Our choir practices weekly on Thursday nights and performs one Sunday per month. Our choir director, Erika Kessenich, welcomes new members. No auditions or formal training required - just a love of singing! You don't even have to be able to read music!
Beacon's music committee raised funds to purchase the Spanish-language hymnal, "Las Voces del Camino," translated as "Voices on the Journey," a Spanish language companion to the UU hymnal Singing the Living Tradition. The 75-song volume broadens and diversifies the worship literature of our faith. As with all things UU, we do not choose our music from a single book. As the world changes and evolves, so do the sources we bring in to worship.
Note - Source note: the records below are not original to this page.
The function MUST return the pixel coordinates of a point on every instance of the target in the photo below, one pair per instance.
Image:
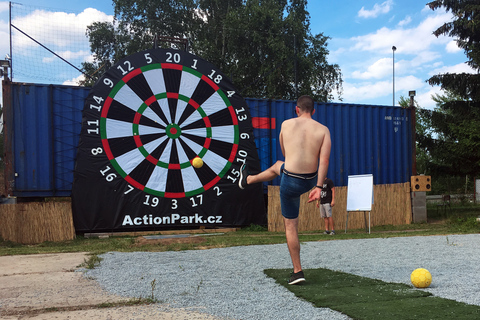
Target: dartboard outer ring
(152, 113)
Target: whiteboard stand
(360, 197)
(367, 229)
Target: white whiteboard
(360, 193)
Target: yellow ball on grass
(197, 162)
(421, 278)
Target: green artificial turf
(370, 299)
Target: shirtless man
(306, 145)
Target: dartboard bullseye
(144, 122)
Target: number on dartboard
(128, 65)
(151, 201)
(173, 57)
(198, 200)
(217, 189)
(96, 151)
(108, 176)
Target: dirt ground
(46, 286)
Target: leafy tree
(465, 28)
(455, 147)
(422, 129)
(265, 46)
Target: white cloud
(377, 10)
(424, 98)
(407, 41)
(458, 68)
(57, 29)
(377, 70)
(365, 91)
(68, 55)
(405, 21)
(452, 47)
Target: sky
(362, 34)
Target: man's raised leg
(266, 175)
(291, 232)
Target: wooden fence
(392, 206)
(31, 223)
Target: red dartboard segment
(212, 183)
(107, 149)
(210, 82)
(138, 141)
(234, 116)
(132, 74)
(134, 183)
(172, 95)
(193, 104)
(174, 194)
(234, 153)
(151, 100)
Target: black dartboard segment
(144, 122)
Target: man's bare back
(306, 145)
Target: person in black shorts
(326, 203)
(306, 145)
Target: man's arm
(324, 159)
(280, 138)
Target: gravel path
(229, 283)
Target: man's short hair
(306, 104)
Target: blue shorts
(292, 186)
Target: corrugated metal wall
(365, 138)
(47, 122)
(46, 127)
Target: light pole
(393, 49)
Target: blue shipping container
(46, 122)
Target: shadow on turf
(370, 299)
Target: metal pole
(393, 49)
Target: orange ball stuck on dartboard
(197, 162)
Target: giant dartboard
(144, 122)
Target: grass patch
(92, 262)
(371, 299)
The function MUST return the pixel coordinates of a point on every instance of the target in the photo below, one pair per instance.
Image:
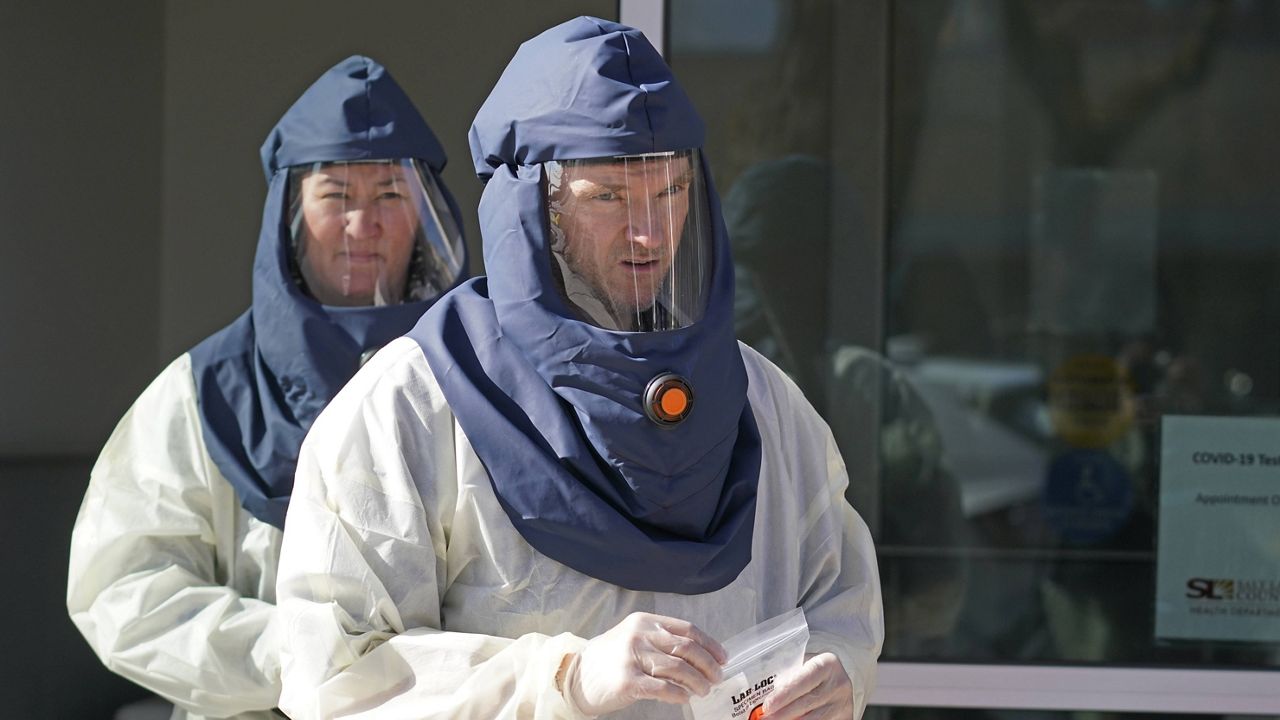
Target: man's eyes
(666, 192)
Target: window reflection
(1080, 238)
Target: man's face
(622, 224)
(357, 232)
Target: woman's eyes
(343, 196)
(666, 192)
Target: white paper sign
(1217, 564)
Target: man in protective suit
(174, 551)
(562, 490)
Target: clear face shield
(373, 232)
(631, 244)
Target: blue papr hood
(263, 379)
(552, 405)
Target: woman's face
(356, 233)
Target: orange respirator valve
(668, 399)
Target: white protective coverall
(406, 592)
(170, 580)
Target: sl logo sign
(1202, 588)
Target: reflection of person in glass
(173, 559)
(777, 215)
(494, 522)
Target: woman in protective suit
(176, 547)
(568, 483)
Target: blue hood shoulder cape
(263, 379)
(552, 405)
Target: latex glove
(818, 691)
(643, 657)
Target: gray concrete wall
(80, 196)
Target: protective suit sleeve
(142, 583)
(839, 583)
(364, 570)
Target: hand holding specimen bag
(757, 659)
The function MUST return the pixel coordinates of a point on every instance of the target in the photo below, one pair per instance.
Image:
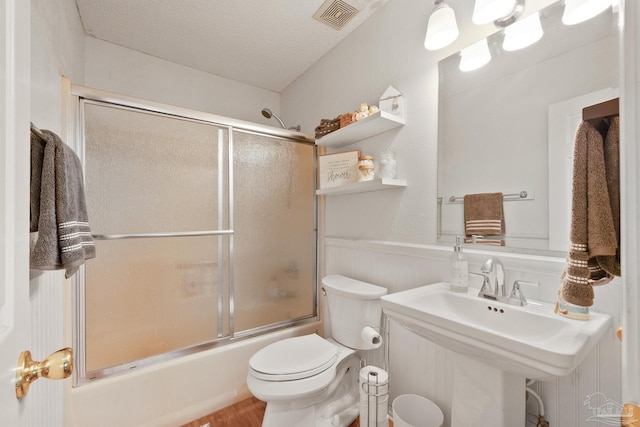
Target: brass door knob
(57, 366)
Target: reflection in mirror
(494, 132)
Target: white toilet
(311, 381)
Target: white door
(14, 203)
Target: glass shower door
(205, 232)
(274, 223)
(157, 197)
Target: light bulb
(523, 33)
(442, 29)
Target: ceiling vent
(336, 13)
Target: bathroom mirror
(494, 132)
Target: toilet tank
(352, 305)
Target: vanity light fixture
(523, 33)
(577, 11)
(442, 28)
(486, 11)
(475, 56)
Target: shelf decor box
(338, 169)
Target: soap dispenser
(459, 281)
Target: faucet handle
(486, 283)
(516, 291)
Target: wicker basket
(346, 119)
(327, 126)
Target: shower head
(268, 114)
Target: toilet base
(338, 405)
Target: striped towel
(483, 218)
(59, 220)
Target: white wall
(116, 69)
(57, 48)
(384, 237)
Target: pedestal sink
(499, 346)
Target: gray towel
(58, 208)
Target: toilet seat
(293, 359)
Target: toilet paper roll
(370, 338)
(374, 396)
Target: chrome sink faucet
(488, 267)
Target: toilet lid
(293, 358)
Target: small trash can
(411, 410)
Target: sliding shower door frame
(81, 95)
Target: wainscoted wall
(418, 366)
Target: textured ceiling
(264, 43)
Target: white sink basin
(531, 341)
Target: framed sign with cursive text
(338, 169)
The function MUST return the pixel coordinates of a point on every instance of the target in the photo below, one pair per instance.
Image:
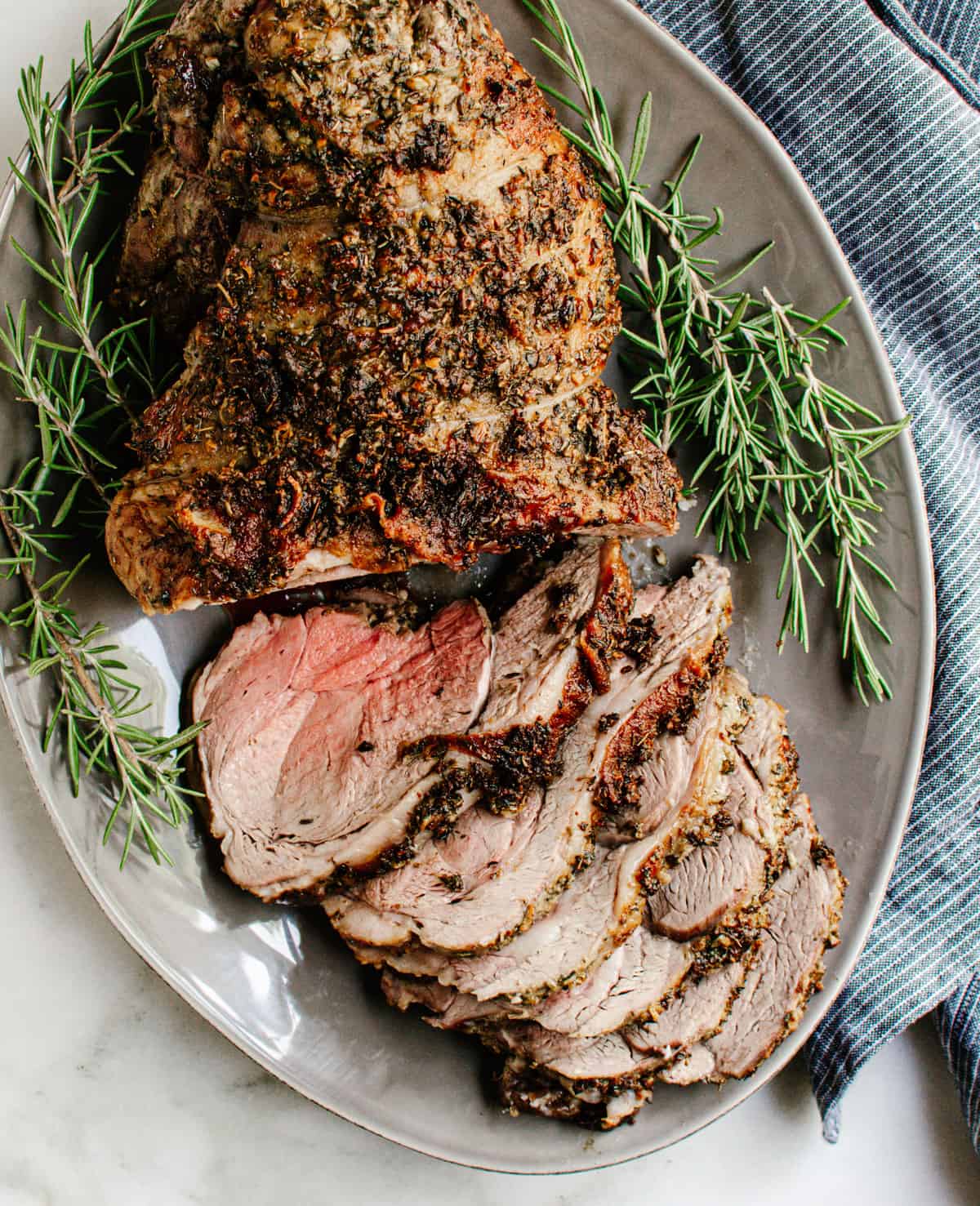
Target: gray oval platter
(272, 980)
Singing in Spanish dovetails into our congregational effort to support our Spanish-speaking friends and neighbors. Beacon supports the Northern Arizona Immigration Ministry and stands on the side of immigrant rights.
Hymnals and Songbooks
Singing the Living Tradition, first published in 1993, collects folk songs and gospel spirituals, poetry set to old English and shapenote tunes, and Biblical texts set to classical melodies. A few psalms remain from earlier ages, and composers such as Bach and Haydn have a presence, but they nestle among songs from sixties folk singers Holly Near and Richard Farina, and modern settings of lyrics from Confucius and Rumi, Emily Dickinson and Sarah Teasdale. Martin Luther is there, but so is Duke Ellington.
Singing the Journey is a 75-song supplement which presents an exceptional variety of music for congregational singing.